Are you satisfied with your progress? Do you also plan to go overseas?

I am quite dissatisfied with our success. We continue to set our objectives much higher than what we are able to achieve. But no, my objectives are not to set up anything overseas. We have offices overseas for medical value travel, etc. I have a very simple dual objective. One is to cater to the healthcare requirements of our country and second is to establish India as a leading medical tourism hub.

Oncology is clearly a major focus here.

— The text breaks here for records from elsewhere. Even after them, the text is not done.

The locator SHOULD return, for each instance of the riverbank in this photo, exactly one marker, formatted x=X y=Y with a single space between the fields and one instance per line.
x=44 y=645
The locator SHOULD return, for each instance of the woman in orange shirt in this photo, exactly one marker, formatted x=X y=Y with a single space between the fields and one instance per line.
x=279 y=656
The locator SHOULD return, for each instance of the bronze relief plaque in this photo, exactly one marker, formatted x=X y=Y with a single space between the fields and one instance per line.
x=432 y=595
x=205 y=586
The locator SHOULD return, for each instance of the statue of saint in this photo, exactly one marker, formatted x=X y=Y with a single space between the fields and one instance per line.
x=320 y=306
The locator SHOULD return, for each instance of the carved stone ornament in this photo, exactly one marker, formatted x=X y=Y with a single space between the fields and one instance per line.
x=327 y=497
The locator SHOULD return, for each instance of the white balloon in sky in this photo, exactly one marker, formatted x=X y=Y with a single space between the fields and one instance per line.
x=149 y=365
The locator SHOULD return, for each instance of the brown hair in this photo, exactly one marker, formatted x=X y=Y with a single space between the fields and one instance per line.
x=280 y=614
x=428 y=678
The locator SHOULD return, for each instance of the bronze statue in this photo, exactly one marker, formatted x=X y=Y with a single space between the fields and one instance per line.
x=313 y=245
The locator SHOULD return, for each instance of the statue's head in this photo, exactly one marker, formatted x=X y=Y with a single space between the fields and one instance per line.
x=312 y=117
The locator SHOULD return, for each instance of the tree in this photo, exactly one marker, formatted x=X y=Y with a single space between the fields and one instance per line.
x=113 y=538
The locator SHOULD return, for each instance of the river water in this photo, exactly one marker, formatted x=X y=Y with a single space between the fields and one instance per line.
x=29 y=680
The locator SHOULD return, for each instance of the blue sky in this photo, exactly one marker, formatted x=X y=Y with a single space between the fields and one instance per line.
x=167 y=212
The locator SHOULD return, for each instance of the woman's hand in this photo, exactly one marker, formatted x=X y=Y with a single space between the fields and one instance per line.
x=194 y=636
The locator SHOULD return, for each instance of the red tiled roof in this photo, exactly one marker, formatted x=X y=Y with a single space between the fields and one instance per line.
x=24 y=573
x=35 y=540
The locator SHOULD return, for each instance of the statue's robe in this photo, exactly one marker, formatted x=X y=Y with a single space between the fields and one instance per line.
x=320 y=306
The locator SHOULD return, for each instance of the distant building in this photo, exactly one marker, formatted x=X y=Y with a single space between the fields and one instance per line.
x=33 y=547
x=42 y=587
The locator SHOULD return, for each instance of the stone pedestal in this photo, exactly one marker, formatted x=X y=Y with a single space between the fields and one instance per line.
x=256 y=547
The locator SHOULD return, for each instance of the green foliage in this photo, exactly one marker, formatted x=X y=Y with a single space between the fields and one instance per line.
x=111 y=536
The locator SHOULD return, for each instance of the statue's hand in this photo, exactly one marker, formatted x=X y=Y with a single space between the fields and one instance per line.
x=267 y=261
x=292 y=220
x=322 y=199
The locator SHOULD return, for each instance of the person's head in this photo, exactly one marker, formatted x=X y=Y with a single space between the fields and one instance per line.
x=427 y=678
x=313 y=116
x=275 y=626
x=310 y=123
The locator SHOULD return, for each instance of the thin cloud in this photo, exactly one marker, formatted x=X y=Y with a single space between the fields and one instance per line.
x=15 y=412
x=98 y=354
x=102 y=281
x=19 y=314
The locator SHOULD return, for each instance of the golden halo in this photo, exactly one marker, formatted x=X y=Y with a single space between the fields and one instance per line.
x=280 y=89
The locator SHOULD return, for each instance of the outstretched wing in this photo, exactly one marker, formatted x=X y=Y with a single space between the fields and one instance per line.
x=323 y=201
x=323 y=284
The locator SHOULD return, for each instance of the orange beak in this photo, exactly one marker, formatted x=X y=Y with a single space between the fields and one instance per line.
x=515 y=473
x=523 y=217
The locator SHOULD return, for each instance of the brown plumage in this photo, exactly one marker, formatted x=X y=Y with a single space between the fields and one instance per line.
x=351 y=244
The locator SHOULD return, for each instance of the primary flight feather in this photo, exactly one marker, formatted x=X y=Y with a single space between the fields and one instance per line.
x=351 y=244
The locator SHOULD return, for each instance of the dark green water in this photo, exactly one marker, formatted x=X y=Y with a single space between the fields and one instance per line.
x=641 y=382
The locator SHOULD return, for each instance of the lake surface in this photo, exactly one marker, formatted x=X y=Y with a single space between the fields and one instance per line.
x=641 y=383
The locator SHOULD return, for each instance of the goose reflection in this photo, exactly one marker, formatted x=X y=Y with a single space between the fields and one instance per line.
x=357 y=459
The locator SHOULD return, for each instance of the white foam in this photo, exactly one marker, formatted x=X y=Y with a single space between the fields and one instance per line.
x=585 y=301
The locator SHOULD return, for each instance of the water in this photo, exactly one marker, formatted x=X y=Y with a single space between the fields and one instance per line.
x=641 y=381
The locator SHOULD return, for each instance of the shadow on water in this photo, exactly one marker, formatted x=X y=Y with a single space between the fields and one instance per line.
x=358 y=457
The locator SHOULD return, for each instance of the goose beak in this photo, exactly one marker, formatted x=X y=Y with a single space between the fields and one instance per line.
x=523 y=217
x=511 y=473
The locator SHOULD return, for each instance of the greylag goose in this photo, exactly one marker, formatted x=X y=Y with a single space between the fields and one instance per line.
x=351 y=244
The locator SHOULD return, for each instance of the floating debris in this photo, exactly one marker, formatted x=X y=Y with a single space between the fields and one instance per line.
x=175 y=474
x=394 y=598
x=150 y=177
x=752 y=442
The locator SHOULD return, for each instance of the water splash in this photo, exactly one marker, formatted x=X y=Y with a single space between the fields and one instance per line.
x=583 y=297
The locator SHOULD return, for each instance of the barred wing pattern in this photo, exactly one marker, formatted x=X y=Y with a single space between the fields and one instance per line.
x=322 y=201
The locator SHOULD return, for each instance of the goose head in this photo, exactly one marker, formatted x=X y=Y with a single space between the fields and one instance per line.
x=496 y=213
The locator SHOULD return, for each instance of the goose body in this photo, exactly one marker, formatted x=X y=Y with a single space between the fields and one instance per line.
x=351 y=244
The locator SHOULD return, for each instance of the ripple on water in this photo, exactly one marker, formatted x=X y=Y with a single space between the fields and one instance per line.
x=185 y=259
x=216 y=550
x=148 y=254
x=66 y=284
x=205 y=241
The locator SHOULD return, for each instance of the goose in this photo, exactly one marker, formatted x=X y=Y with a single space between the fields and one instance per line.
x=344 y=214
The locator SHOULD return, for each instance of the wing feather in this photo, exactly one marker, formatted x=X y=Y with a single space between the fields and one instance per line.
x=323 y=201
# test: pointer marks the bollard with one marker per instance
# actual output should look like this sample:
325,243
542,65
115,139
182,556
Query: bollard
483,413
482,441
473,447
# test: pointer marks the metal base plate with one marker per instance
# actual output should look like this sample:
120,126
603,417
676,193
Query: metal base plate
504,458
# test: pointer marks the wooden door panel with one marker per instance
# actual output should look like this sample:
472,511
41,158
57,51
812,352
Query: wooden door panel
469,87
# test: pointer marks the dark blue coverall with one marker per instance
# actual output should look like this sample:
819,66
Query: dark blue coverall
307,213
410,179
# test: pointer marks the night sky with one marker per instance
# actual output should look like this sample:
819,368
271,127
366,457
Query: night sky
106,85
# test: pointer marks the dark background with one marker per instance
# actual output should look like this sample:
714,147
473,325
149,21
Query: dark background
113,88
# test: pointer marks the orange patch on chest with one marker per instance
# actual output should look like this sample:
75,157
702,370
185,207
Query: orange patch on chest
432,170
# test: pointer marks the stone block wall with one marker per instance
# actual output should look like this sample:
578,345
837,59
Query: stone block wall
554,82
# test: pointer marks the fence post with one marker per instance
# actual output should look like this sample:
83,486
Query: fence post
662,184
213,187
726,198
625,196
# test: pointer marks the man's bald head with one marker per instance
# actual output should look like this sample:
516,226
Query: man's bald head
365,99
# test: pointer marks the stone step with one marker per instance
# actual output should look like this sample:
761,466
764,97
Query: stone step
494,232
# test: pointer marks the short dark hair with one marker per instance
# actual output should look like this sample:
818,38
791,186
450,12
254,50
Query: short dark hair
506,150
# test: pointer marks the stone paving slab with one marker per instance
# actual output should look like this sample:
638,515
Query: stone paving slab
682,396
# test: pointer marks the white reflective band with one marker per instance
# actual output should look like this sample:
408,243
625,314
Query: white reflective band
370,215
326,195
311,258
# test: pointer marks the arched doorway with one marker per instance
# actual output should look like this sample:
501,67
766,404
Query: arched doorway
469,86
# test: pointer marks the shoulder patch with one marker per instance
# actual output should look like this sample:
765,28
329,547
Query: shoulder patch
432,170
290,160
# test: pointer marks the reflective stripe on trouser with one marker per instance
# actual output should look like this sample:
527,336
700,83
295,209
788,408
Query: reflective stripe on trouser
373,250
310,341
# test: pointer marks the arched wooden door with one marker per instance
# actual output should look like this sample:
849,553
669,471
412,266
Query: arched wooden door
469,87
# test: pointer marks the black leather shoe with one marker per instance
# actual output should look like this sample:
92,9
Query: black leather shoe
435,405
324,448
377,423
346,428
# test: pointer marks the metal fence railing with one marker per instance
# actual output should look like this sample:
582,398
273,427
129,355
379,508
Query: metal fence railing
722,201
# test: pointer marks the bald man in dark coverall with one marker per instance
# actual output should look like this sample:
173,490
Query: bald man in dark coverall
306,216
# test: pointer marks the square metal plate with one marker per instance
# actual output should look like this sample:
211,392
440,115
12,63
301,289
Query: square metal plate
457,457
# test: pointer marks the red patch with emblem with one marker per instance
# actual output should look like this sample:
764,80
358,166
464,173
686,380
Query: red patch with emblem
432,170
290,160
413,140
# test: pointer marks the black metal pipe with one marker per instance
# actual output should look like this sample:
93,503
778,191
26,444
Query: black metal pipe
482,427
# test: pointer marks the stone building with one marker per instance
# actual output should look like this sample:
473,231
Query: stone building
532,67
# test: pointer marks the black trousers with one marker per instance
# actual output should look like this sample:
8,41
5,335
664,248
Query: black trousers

What’s changing for the cancer care programme?

Oncology will largely move from the earlier facility into this new one, almost in its entirety. What that does is free up beds in the original building while giving the oncology programme significantly better infrastructure and technology — more linear accelerators, more modern bunkers, more space. And because the clinical leaders of those programmes remain the same, patients benefit from continuity of the same expertise in a far better environment.

Does that mean that all doctors from the existing facility will have admission rights here?

Absolutely. This facility not only right sizes the infrastructure of the previous facilities because over a period of time if you have a shortage of OPD rooms or operation theatres or ICUs etc this facility compensates for all of that and is complementary to the earlier facility. Any missing technology, additional bunkers, advanced equipment such as Linacs, or modern medical technology is fully accommodated here, making it a seamless extension of the existing facility..

How engaged is Max in tbe government’s “heal in India” initiative?

We are quite engaged on this front. We recently had a meeting, and another is scheduled later this month. The government has taken a very thoughtful approach rather than promoting all of India broadly as a medical tourism destination, they have strategically identified four or five hubs where the strongest clinical talent is concentrated. These will naturally be metros, given their advantages: superior connectivity, larger hospitals, advanced technology, and the social infrastructure that international patients expect.

Tell us about the CSR scholarship programme for medical students?

Max Healthcare’s NEET Scholarship Program

Out of all our CSR initiatives, this one is the most direct and satisfying. We sponsor underprivileged students who’ve cleared NEET but can’t afford medical education. Each applicant is personally reviewed; we meet them before deciding.

We cover everything: fees, laptops, textbooks, and a monthly stipend. Our own doctors voluntarily mentor them. We started with 100 scholars, now at 245. The first batch is in their fourth year. There are no strings attached. No mandatory bond to work at Max. We just want them to become good doctors.